Loss of Consortium
The loved one of a person injured by a dangerous or defective product may also have a claim against a negligent manufacturer for loss of consortium as a result of having suffered the loss of comfort, companionship, society, affection, love, solace, moral support and assistance in maintaining the home.
The product liability lawyers at Shoop | A Professional Law Corporation have represented many clients after such hazards have caused serious injury and even wrongful death. We’ve been fighting against companies of all sizes for more than 35 years.
The results at Shoop | A Professional Law Corporation include:
$30,000,000 jury verdict for the family of a man that was killed as a result of being dragged into a rock crushing machine.
$5,000,000 jury verdict as a result of damages suffered due to a defective water well and an insurance company that failed to protect the business that was damaged.
Why People Want to Work with Us
- Free Consultations
- Over $550 Million Recovered
- 35+ Years of Experience
- Personalized and Tenacious Representation
What is a Consumer Product Liability Lawyer?
A consumer product liability lawyer is a lawyer that represents the interests of a person injured by a defective product. As the lawyer or attorney for an injured victim, we pursue a claim or lawsuit on your behalf against a manufacturer, distributer and/or retailer that made, distributed and sold the dangerous product. The purpose of the lawsuit is to pursue compensation for an individual as a result of the injuries and damages suffered due to the defective product.
Who can Bring a Product Liability Lawsuit?
A product liability lawsuit can be brought by a person injured by a defective product. This may include someone who purchased the product directly or was injured by a product that they did not purchase themselves.

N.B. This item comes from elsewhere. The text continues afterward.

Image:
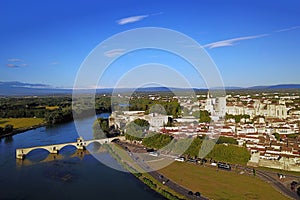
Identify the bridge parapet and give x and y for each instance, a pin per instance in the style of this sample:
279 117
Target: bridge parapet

Can a Person Sue for a Defective Product?
If you are injured as a result a defective product, you may be able to pursue a claim or lawsuit against the product manufacturer(s) that designed, manufactured and created warnings for the product, as well as against the distributor and seller of the product.
What is considered a defective product?
A defective product is a product that is not safe for use of its intended purpose due to the
product’s design, manufacture and/or lack of adequate warnings. Examples of potentially defective products include medical devices, heating pads, crock pots, ovens, stoves, power tools, beauty supplies, children’s toys, heating devices such as propane tanks, clothing, tires, factory and manufacturing equipment such as conveyor belts, and construction equipment.
What are the Elements of a Product Liability Case?
A manufacturer has a duty to produce, design, test, manufacture, assemble, distribute, sell and otherwise place into the stream of commerce products that are safe in their intended and foreseeable use and free from defects.
A manufacturer may have breached its duty of due care and caused personal injuries to consumers and others although the product was used in a manner that was reasonably foreseeable. As a result, the product may be unsafe and dangerous for its intended use. A manufacturer or distributer of a product may have also failed to ensure that the product would be administered safely and without harm to consumers and failed to provide sufficient warnings and use instructions that would have served to prevent injuries and damages as a result of using the product.
A person who is injured by a defective product may incur costs for physicians, surgeons, nurses, hospital care, medicine, hospices, X-rays and other medical treatment, as well as lost wages, and the inability to perform certain types of work activities and other activities. An injured person may also incur expenses for future medical care and surgeries for treatment of their injuries.
A manufacturer, seller and distributor may also be strictly liable in tort for the defects of a product which caused the injury. Under a theory of strict liability, a manufacturer would be liable for injuries as the result of a product that is defective in design, manufacture and/or warnings. The theory of strict liability provides for liability against all of the entities in the marketing chain, which includes not only the manufacturers, but also the distributors and retailers.